La cola para entrar al banco es larga, como la sarta de lamentos de quienes insisten en hacer su propio diagnóstico de país, uno que, por cierto, coincide en el aumento del queso, los huevos y del transporte público. “Todo está muy caro y no hay sino para comer lo del día. Quién va a celebrar con esta situación tan crítica. Las familias están desmembradas y los viejos que quedamos en casa no tenemos agua ni para bañarnos con tobito”, comenta Luisa.

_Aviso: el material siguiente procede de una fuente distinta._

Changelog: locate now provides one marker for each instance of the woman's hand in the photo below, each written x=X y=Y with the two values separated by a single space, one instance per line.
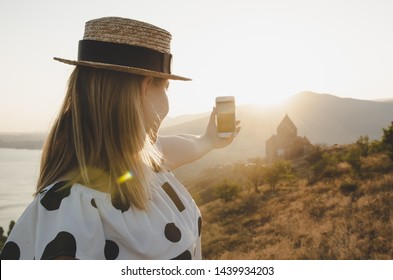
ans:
x=182 y=149
x=211 y=135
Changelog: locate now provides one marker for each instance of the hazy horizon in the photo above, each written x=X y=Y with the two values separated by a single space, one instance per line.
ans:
x=262 y=52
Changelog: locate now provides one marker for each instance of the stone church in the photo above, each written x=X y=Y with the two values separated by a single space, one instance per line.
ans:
x=286 y=144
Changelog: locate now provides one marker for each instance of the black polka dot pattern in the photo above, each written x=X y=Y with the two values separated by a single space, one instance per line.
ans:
x=64 y=244
x=199 y=226
x=93 y=203
x=53 y=198
x=111 y=250
x=10 y=251
x=186 y=255
x=174 y=197
x=172 y=232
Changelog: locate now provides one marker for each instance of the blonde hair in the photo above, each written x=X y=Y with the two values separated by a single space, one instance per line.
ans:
x=99 y=137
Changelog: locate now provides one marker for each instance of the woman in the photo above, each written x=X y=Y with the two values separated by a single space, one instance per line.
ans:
x=105 y=190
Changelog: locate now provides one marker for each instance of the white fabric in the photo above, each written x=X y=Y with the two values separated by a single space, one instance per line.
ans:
x=87 y=218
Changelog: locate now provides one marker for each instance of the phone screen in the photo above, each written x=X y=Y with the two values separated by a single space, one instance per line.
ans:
x=226 y=116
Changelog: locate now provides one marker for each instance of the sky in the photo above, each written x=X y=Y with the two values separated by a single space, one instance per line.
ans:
x=260 y=51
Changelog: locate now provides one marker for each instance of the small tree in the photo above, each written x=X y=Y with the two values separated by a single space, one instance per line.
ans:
x=281 y=170
x=387 y=140
x=254 y=172
x=363 y=145
x=353 y=158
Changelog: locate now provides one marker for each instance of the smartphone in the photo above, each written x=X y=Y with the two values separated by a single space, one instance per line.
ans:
x=226 y=116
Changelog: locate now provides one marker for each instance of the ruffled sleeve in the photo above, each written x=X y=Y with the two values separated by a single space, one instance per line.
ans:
x=59 y=222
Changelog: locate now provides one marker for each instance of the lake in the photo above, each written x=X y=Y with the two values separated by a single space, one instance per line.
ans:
x=19 y=171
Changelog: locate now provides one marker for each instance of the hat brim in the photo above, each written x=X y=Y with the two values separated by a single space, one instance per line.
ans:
x=132 y=70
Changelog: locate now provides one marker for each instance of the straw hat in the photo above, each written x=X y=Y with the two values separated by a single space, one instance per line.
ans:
x=126 y=45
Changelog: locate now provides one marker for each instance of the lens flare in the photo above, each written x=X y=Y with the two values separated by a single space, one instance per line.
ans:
x=125 y=177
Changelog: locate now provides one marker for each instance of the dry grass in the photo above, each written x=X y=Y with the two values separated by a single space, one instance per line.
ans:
x=338 y=218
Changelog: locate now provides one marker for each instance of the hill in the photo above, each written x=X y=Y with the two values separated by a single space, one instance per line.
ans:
x=322 y=118
x=342 y=215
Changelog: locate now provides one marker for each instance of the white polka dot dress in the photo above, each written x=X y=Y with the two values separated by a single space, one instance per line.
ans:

No solo en la Av. Universidad, donde la alcaldía de Libertador fuerza la pascua a todo color, hay luz. La administración de Érika Farías también se esmeró en el ornato de la Bolívar, Urdaneta, parte de El Silencio y de la parroquia Catedral, la predilecta de todas. A juzgar como se ven la Plaza Bolívar, la fachada del Gobierno del Distrito Capital y la Casa Amarilla el centro se roba la atención. Sin embargo, para Lorenzo Díaz, un comerciante que vive de vender obleas en el centro, la Navidad luce forzada, fingida. A las 6:00 de la tarde, cuenta, todos caminan presurosos hacia las estaciones Capitolio y La Hoyada.
“La gente solo quiere llegar a su casa, ver cómo consigue un autobús para no quedarse varado”, dice, mientras rellena una oblea desnuda. La imagen que Lorenzo tiene de la ciudad, es la de una urbe afantasmada, idéntica a la que le toca vivir: una urbe desolada y sin opciones de entretenimiento. “En Pérez Bonalde, donde vivo, no se ve ni el cabo de una vela prendido. Aquello es una boca de lobo”, agrega. Los vecinos, comenta, apenas distinguen la luz oxidada que se escapa de la estación de Metro.